One day, the healthcare assistant in charge of Firmino’s oxygen, a cold and unscrupulous woman called Juracy (Aline Marta Maia) makes a very unorthodox proposal: she will euthanise the old man and replace him with a bandit fugitive from Argentina, providing the family with a large sum of money for the nefarious operations. They promptly agree. Crime lord Miguel (Cesar Bordon) moves in with them. He is barely able to walk outside the house lest the neighbours notice his presence. The four people are forced to forge a very uncomfortable sense of conviviality inside a very small space. They struggle to communicate, with Miguel speaking broken Portuguese. But not all is as bad as it seems. Despite having to grapple with a dangerous murderer, Irene, Jair and the clever little Jean all benefit from the presence of the stranger in different ways.
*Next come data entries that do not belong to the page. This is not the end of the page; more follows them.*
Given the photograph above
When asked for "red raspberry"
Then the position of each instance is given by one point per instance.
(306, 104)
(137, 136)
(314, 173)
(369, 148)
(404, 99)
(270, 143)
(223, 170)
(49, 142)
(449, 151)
Pepe Mendes’s elegant and sombre cinematography (the settings are dark and claustrophobic) combined with Marines Mencio’s dirty art direction (Irene’s mirror is so filthy you can barely make her out, the walls are painted in vivid blue and green heavily corroded by the passage of time) suggest a lurid horror story. Yet Charcoal is a quirky little thriller packed with clever twists, hilarious serendipities and sexual hormones. Irene and Jairo have little affection for each other. She attempts to seduce to drug lord by placing a seductive picture of herself in a very strategic location. Jairo has an affair with the neighbour’s husband. He splashes much of the money earned from Juracy on a motorbike for the man who provides him with carnal satisfaction. The little Jean too finds a creative way to capitalise from the situation, providing some of the film funniest and most brilliant moments (de Almeida da Costa is a delightful revelation). The school principle finds out that he’s dealing cocaine, and explains to the puzzled parents that he’s too young for that (marijuana would be more acceptable, she clarifies). Jean has a better grasp of the bizarre developments surrounding him than both of his parents and Miguel combined. This picture of fraught alliances and suspicions isn’t complete without the prying neighbours. They sense there’s something rotten, and might have ulterior motives to interfere.
Jinkings’s performance as a religious, devoted wife with very sinister intentions is convincing and complex. The 46-year-old actress demonstrates that she is skilled with urban (she is best known for Kleber Mendonca Filho’s Neighbouring Sounds and Aquarius, from 2012 and 2016 respectively) and rural characters alike.
This dark, cold and yet seductive fable of the absurd is both aesthetically and emotionally enrapturing. The director sustains a tight grip during 107 minutes, balancing the fine actors with aesthetics of dirt. A dirtylicious ending provides the cherry on the cake to a story packed with all sorts of flavours.
Charcoal is in Competition at the 22nd Transylvania International Film Festival. DMovies is in loco unearthing the dirtiest gems exclusively for you. It’s available on various VoD platforms in the UK.